Despite the encouraging results of the counter narrative generation task, experiments have been limited to English due to the scarcity of hate speech / counter narrative data in other languages. In this paper, we investigate counter narrative generation for Italian as a case study where zero or only a small amount of task specific in-language data is available. We first explore the portability of generation across languages, considering that recent neural machine translation (NMT) systems have shown outstanding performances. We propose utilizing off-the-shelf NMT models to synthesize silver data from other languages, and finetuning GePpeTto (Mattei et al., 2020) , a recently developed GPT-2 based language model for Italian, on the silver data. We then examine the effect of combining silver with gold data on CN generation by experimenting with various gold data sizes. Our findings show that a proper combination of silver and gold data while fine-tuning LMs can drastically reduce the need for expert-annotator effort on target languages. 2

Related Work

In this section we briefly recap relevant works for our counter narrative generation task, including the problem of online hatred recognition, effectiveness of approaches to hatred intervention, methodologies for generating counter-arguments, and text generation for low-resourced languages. Hate problem. A wealth of work has investigated online hateful content, aiming at creating datasets for hate speech identification (Warner and Hirschberg, 2012; Burnap and Williams, 2015; Silva et al., 2016) . For instance, there are datasets collected from Facebook (Kumar et al., 2018) , forums (Silva et al., 2016; de Gibert et al., 2018) , and Twitter (Silva et al., 2016; Waseem and Hovy, 2016) . Hate speech detection tasks are available at IberEval (Fersini et al., 2018) for Spanish and EVALITA (Del Vigna12 et al., 2017; Fersini et al., 2018) for Italian.
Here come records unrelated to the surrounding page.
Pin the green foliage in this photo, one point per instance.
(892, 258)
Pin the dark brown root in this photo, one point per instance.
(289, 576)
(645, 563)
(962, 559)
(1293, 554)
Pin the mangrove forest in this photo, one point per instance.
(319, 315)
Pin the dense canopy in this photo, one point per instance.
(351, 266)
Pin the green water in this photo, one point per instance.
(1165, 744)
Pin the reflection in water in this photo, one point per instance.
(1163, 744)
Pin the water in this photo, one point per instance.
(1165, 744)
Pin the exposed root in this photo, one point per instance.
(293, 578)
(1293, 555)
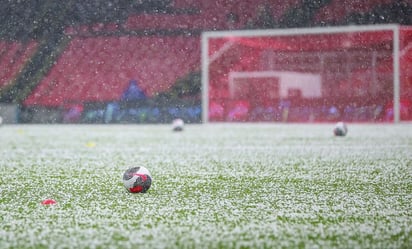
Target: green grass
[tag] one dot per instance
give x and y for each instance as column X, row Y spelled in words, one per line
column 215, row 186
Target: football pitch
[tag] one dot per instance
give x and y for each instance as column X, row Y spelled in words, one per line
column 214, row 186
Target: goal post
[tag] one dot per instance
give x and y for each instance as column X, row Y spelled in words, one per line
column 353, row 73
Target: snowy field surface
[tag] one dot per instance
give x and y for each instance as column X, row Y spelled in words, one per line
column 215, row 186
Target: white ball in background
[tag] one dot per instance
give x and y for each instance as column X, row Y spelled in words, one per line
column 340, row 129
column 178, row 124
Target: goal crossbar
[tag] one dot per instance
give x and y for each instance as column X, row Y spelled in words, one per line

Hate countering. Counter narratives can be used as an effective approach to moderate hateful content on social media platforms such as Twitter (Munger, 2017; Wright et al., 2017) , Youtube (Ernst et al., 2017; Mathew et al., 2019) and Facebook (Schieb and Preuss, 2016) . Previous studies on hate countering cover several aspects of CNs. For example: defining counter narratives (Benesch et al., 2016) , studying their effectiveness (Schieb and Preuss, 2016; Silverman et al., 2016; Ernst et al., 2017; Munger, 2017; Wright et al., 2017) , linguistically characterizing online counter narrative accounts (Mathew et al., 2018) , creating real or simulated CN datasets (Mathew et al., 2019; Chung et al., 2019; Qian et al., 2019; Tekirog˘lu et al., 2020) , and neural approaches to CN generation (Qian et al., 2019; Tekirog˘lu et al., 2020) . Counter-argument Generation. This task share the same abstract goal as CN generation i.e. to produce the opposite or alternate stance of a statement. Previous works adopted sequenceto-sequence architectures to generate arguments (Rakshit et al., 2019; Hua et al., 2019; Rach et al., 2018; Le et al., 2018) targeting specific domains in which massive discussion is available, such as politics (Hua et al., 2019; Hua and Wang, 2018; Le et al., 2018) , and economy (Le et al., 2018; Wachsmuth et al., 2018) .

NLG for under-resourced languages. In spite of several studies addressing NLG, only a few have investigated the generation for languages other than English. For instance, there is the porting of SimpleNLG API (Gatt and Reiter, 2009) to Dutch (de Jong and Theune, 2018) and Italian (Mazzei et al., 2016) , or Bilingual generation via combining NMT and Generative Adversarial Networks (Rashid et al., 2019) .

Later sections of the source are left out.